New Castle News

August 3, 2013

John K. Manna:Limited choices, Many November contests have been decided

John K. Manna
New Castle News

NEW CASTLE —

The November general election is just 94 days away.
I realize few people are thinking about it, but I thought this would be a good time to emphasize that despite what you may have been reading or seeing on TV, Lawrence County voters will not have the opportunity to vote for Anthony Weiner.
Of course, there’s always room on the ballot for a write-in.
Nonetheless, there won’t be much for voters to decide. That’s because most of the choices were made for voters in the May primary.
A few days before the primary, I wrote: “By the time the November election rolls around, many races — particularly for school boards — will have been decided. And some people will bark then that they don’t like any of the choices.”
So that’s where we are. There won’t be many decisions to make unless voters opt to go the write-in route.
Leading the list of decideds are the races for district attorney, sheriff and register and recorder.
The New Castle council race is not decided, although at least one Democrat is certain to be elected to a four-year term. That leaves Republicans with the hope of winning another seat for a four-year term one for a two-year term. But it’s an uphill climb for the GOP in the city because of registration.
If there is any race to bring the voters out in the city, this would be it.
In several townships, supervisor races have been settled.
In many of the county’s boroughs and townships, races have been decided due in large part to the absence of opposition in the primary.
And then there are the races for the county’s eight school boards.

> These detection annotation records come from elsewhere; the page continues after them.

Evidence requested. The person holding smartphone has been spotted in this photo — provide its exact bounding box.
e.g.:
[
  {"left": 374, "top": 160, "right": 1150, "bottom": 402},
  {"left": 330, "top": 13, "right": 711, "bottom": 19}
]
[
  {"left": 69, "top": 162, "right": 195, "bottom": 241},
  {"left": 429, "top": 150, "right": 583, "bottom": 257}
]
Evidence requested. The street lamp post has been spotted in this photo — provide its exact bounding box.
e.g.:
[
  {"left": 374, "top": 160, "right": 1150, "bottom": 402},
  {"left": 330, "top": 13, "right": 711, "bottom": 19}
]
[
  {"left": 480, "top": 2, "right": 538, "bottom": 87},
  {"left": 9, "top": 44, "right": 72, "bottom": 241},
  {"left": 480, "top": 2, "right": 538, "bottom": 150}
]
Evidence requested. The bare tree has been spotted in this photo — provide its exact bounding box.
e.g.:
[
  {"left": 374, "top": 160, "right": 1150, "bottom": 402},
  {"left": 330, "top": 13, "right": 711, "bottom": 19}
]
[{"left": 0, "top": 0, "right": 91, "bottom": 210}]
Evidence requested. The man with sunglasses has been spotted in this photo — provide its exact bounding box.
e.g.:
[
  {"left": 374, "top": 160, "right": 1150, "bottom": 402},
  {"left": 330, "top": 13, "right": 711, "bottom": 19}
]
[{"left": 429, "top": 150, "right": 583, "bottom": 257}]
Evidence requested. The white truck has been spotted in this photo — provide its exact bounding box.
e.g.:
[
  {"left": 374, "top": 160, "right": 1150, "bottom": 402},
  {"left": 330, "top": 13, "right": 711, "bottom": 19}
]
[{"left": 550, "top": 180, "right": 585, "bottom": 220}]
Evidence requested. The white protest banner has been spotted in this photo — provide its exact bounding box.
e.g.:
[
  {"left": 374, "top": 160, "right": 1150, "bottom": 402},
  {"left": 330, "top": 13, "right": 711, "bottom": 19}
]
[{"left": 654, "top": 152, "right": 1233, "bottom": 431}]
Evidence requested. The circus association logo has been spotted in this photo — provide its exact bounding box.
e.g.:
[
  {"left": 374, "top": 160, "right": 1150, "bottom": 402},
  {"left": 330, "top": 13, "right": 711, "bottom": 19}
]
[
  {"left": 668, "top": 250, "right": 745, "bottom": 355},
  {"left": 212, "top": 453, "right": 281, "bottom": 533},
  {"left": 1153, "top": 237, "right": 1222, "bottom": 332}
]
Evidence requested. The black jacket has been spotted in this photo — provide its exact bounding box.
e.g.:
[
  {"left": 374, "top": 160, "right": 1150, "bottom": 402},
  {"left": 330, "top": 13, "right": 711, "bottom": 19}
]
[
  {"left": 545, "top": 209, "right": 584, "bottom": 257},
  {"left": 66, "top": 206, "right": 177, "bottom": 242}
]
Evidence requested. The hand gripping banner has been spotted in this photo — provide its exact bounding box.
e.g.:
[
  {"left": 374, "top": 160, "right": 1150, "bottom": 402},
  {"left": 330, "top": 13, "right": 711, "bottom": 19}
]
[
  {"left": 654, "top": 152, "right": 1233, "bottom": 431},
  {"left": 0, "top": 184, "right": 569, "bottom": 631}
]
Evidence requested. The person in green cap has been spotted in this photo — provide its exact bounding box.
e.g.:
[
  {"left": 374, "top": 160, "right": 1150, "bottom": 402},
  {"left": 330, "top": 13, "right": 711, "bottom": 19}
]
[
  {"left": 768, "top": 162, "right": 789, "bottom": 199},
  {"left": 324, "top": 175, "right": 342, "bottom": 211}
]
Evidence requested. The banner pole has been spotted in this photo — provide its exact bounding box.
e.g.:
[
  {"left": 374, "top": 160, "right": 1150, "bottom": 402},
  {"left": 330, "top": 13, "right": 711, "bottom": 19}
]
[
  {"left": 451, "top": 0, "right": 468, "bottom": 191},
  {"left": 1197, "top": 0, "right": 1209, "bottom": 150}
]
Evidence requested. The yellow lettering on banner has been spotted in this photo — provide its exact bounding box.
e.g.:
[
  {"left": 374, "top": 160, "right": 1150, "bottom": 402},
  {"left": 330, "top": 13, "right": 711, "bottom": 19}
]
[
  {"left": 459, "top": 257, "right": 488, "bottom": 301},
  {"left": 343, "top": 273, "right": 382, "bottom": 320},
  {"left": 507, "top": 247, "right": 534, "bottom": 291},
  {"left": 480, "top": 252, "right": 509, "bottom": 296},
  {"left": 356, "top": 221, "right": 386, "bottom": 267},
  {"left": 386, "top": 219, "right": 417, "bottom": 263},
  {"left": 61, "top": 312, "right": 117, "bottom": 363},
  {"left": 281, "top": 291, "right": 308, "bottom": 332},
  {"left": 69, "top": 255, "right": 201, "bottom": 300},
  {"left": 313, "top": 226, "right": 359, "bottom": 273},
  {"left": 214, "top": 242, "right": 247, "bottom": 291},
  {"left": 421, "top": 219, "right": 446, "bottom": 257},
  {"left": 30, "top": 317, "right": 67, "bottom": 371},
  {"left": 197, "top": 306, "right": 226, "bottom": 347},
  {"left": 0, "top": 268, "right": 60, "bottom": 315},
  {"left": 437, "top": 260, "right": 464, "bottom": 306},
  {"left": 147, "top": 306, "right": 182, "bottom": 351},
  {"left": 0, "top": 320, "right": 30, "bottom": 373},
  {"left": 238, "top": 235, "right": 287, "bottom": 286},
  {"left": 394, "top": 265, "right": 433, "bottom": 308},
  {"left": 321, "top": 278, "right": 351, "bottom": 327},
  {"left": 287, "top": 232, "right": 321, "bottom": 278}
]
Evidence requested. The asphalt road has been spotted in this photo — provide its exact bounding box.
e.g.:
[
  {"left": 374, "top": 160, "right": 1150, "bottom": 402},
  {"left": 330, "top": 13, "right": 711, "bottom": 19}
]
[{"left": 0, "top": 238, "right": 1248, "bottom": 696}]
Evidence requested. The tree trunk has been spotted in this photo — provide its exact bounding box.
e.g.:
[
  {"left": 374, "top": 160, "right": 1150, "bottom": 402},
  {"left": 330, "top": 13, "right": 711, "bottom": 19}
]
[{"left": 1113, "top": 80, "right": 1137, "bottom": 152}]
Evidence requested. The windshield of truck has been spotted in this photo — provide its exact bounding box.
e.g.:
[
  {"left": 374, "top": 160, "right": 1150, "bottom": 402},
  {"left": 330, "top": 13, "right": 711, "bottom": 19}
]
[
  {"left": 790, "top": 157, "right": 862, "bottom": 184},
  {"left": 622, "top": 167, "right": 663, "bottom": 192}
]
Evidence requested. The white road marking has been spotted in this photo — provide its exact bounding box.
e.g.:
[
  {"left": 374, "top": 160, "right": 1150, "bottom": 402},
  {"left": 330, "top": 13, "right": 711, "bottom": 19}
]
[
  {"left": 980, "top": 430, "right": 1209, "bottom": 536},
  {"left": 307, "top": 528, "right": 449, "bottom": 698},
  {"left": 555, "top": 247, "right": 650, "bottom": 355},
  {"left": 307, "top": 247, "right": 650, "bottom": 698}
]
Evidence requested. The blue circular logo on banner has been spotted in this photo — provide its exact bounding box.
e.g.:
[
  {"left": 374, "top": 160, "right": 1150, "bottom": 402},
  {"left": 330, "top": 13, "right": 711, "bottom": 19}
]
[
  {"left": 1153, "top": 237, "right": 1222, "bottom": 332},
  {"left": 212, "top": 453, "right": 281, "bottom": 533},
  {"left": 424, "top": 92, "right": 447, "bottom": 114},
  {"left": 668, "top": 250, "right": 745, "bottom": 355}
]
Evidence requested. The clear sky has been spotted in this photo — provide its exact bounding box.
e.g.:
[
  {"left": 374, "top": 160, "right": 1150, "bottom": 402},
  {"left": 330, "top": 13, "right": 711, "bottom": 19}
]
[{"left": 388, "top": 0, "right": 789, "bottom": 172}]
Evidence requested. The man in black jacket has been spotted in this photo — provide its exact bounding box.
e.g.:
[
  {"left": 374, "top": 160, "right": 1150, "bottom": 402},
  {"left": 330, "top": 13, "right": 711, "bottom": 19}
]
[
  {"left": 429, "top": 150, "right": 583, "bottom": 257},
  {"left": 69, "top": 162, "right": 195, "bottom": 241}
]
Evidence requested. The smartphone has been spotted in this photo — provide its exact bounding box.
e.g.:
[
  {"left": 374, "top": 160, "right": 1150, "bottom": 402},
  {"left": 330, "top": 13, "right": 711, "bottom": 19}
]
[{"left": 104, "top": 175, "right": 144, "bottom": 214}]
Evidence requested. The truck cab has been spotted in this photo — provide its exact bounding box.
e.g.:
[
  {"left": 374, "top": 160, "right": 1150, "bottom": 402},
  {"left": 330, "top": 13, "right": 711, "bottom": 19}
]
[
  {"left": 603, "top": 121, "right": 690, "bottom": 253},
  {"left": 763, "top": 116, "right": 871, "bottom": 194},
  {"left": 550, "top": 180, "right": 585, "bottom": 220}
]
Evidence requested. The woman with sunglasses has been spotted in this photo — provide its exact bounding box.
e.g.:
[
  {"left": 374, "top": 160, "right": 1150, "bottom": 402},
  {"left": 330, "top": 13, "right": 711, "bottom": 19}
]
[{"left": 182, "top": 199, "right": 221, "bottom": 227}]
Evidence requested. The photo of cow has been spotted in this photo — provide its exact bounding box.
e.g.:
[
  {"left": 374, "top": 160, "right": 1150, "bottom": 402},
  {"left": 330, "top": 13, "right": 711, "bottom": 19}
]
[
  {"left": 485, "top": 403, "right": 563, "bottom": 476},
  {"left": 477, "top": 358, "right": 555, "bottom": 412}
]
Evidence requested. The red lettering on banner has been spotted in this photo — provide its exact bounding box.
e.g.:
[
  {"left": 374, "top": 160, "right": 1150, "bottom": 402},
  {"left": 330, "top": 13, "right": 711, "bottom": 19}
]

While nothing is official until the votes are cast on Nov. 5, it can be said that races in six districts have essentially been decided because of crossfiling.
They include Ellwood City, Laurel, Mohawk, Neshannock, Shenango and Union, each with four candidates to fill four seats.
That leaves New Castle and Wilmington, each with one spot to be determined. Although nothing is certain, the odds of a candidate who was nominated on both ballots losing in the general election are slim.
A possible solution would be to have nonpartisan contests in the primary for all local offices. Contrary to the belief of some state legislators, party politics plays little if any influence in local decision-making. Cronyism sometimes, but not party politics.
Currently, in places where one party dominates, people are reluctant to run because they figure they have no chance. Having nonpartisan primaries would widen the field of candidates and give voters more to choose from.
Instead, there are some legislators, through a bill introduced in the House, who want to go the other way by having school board candidates run on only one ballot in the primary. While it may give voters more choices in November, it would do nothing to eliminate one-party domination.